Ashlee I`m with you in the pain place.

I`m also very interested to read about the co dependency aspect to our partners behaviour.I really fed into H`s anger for so long without realising it

Whether its addiction or not, it seems the one thing you must be willing to do is let your H go. Can`t be the needy person pestering him to stay.

So of course you don`t send that letter.

You`ve gotta up the Fun Stakes for you. Even though you don`t feel like playing!You`ve gotta do it for your kid`s sake, as well as your own.

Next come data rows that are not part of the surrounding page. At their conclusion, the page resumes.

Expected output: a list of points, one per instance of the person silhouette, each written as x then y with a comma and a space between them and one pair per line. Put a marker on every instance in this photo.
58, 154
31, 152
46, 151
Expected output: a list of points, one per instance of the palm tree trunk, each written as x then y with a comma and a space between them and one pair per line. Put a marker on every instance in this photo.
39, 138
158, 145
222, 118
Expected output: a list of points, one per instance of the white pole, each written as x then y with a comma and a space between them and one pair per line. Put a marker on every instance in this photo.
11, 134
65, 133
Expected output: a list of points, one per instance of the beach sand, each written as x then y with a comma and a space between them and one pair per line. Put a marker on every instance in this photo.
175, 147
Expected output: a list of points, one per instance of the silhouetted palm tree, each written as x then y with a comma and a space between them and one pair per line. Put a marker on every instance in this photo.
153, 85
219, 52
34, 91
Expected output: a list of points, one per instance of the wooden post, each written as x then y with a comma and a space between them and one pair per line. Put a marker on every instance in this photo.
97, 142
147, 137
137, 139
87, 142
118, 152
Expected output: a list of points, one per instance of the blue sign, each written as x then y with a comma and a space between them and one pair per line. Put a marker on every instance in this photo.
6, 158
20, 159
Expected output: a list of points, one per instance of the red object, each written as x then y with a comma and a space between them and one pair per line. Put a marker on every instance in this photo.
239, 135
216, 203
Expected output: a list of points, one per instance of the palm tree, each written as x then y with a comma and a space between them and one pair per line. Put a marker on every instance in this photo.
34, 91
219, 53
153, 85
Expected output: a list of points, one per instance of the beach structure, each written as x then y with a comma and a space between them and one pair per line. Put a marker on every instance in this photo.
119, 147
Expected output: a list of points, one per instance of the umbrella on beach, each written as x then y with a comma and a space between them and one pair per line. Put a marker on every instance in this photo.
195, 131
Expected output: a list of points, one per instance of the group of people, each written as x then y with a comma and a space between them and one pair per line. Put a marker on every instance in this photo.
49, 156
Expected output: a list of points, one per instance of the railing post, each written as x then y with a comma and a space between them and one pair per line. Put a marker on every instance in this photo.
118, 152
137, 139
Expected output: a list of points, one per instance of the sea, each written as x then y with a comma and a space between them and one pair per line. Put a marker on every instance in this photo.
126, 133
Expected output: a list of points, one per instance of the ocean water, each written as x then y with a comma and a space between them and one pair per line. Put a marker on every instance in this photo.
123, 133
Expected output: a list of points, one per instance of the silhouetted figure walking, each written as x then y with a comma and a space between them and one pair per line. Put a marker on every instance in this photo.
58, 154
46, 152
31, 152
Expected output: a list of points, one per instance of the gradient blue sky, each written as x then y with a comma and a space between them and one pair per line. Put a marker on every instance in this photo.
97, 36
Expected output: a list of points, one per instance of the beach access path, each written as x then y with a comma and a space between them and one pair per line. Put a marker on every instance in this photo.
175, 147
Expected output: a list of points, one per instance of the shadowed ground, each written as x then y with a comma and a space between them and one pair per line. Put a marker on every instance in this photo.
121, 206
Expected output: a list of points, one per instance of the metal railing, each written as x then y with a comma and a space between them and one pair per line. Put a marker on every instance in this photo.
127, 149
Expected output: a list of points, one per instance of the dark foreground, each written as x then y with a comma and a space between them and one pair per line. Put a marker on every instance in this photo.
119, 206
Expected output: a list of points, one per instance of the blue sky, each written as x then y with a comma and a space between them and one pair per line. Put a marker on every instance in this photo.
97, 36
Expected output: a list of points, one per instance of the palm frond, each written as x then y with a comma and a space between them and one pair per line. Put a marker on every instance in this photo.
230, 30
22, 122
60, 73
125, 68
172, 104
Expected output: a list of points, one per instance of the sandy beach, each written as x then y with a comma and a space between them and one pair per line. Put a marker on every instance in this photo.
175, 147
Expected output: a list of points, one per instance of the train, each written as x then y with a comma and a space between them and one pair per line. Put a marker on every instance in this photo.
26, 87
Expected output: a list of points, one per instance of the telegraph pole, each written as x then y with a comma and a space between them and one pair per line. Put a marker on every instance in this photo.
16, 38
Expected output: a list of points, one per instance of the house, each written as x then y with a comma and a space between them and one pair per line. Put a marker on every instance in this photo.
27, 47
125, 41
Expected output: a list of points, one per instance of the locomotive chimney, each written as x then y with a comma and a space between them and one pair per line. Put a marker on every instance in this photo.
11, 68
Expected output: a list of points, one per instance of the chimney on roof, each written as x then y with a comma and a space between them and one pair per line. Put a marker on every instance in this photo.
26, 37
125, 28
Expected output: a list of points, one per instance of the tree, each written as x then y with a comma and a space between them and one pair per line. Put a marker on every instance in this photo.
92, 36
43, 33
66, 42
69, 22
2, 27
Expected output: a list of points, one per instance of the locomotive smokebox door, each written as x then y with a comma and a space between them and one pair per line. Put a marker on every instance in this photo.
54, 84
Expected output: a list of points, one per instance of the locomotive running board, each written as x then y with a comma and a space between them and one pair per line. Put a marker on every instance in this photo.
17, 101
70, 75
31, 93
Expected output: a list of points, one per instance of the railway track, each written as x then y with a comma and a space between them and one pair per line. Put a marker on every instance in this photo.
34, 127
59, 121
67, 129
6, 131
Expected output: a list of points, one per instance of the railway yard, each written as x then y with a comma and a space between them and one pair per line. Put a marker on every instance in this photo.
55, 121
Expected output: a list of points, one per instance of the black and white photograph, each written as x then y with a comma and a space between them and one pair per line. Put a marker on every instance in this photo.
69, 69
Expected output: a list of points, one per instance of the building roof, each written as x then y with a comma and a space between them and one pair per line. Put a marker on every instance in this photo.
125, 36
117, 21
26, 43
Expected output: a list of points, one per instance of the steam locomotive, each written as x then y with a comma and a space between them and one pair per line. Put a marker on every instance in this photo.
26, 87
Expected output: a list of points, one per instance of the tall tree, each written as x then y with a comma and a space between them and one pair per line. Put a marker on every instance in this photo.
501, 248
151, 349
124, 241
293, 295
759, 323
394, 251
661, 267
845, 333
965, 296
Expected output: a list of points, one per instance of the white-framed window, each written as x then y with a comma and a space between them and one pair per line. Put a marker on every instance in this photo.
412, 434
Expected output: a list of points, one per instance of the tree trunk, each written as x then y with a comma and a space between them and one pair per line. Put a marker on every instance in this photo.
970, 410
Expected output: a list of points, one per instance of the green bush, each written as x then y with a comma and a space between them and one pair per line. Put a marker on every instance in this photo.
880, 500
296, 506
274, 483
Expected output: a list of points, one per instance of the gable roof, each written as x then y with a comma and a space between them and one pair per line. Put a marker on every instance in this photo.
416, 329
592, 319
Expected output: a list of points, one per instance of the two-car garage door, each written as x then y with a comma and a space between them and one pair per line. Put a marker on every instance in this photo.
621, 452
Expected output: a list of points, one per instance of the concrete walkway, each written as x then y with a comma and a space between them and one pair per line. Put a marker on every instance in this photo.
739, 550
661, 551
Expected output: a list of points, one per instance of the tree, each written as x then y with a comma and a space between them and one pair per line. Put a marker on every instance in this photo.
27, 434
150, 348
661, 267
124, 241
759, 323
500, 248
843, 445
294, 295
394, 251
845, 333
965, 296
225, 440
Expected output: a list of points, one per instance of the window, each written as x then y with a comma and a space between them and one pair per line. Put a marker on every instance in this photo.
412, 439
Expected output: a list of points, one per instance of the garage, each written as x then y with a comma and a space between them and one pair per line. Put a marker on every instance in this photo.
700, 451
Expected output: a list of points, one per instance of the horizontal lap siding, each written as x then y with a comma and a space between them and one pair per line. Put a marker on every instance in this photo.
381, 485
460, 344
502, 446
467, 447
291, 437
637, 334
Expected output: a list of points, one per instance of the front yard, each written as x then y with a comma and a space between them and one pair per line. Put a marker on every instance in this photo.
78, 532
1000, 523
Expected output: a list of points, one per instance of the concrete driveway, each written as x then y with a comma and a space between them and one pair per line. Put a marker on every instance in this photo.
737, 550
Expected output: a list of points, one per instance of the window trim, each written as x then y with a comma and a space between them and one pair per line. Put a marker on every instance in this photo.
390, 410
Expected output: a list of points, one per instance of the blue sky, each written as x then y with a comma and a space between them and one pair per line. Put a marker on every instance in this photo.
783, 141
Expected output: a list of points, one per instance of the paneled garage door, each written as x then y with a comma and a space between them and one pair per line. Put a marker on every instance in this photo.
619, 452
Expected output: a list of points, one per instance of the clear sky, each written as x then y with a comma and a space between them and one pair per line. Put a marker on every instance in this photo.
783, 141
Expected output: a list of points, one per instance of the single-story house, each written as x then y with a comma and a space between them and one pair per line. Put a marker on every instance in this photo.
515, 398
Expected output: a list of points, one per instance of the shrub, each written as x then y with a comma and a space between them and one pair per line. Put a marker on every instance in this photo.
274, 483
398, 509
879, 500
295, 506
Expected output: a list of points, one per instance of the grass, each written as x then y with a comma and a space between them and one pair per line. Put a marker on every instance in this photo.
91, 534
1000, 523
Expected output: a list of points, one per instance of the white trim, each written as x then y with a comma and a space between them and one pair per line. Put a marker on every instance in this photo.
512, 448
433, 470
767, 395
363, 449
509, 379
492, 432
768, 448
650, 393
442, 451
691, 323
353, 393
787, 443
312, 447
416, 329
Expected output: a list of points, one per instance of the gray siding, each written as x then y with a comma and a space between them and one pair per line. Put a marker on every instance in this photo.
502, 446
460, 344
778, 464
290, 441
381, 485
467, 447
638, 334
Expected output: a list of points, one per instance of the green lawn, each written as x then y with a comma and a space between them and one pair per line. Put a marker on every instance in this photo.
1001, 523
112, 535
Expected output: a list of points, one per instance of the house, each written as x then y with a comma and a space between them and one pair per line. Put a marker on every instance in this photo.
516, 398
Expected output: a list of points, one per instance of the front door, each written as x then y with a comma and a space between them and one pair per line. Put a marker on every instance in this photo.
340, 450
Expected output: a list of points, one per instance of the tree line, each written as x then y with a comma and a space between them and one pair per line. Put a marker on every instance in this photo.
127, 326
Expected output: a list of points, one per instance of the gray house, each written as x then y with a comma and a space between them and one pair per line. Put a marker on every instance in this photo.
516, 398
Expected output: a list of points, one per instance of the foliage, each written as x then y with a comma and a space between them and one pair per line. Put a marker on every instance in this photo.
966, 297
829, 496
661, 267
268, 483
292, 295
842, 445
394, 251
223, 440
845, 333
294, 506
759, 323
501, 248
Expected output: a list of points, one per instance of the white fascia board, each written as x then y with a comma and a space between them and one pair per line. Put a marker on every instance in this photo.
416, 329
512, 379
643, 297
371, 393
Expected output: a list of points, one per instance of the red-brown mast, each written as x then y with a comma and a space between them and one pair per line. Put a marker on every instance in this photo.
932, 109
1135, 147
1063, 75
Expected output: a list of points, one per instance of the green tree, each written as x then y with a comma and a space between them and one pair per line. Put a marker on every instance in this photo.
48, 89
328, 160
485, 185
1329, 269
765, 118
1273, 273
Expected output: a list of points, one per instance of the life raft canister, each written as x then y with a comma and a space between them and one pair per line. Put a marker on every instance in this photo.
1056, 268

Have fun every day. Simple stuff. Make a list.

My idea of fun is
Bath by candlelight
walk/run in the woods
Walk on the beach in moonlight
Cycle in the rain
Draw
Catch up with old friends/make new ones
switch around clothes in my wardrobe
Change my make up

You get the idea-doesn`t have to cost a fortune. All about doing something different, something you wouldn`t normally do, have an adventure just for you.

Can you think of this as perhaps being the best thing that ever happened to you? Can you think that there is a huge learning for you in all of this? That H leaving could actually open a new chapter of something wonderful for you in life?

I hate H leaving. I hate this whole process. But I know I can`t control it. And I know I can`t stop it. Gotta let God and let go. Trust that everything will be okay.

I am staying as close to God as I can. Being still and listening for the first time in my life.Finding the real me in all of this.

And I squeeze whatever fun I can out of my life one day at a time.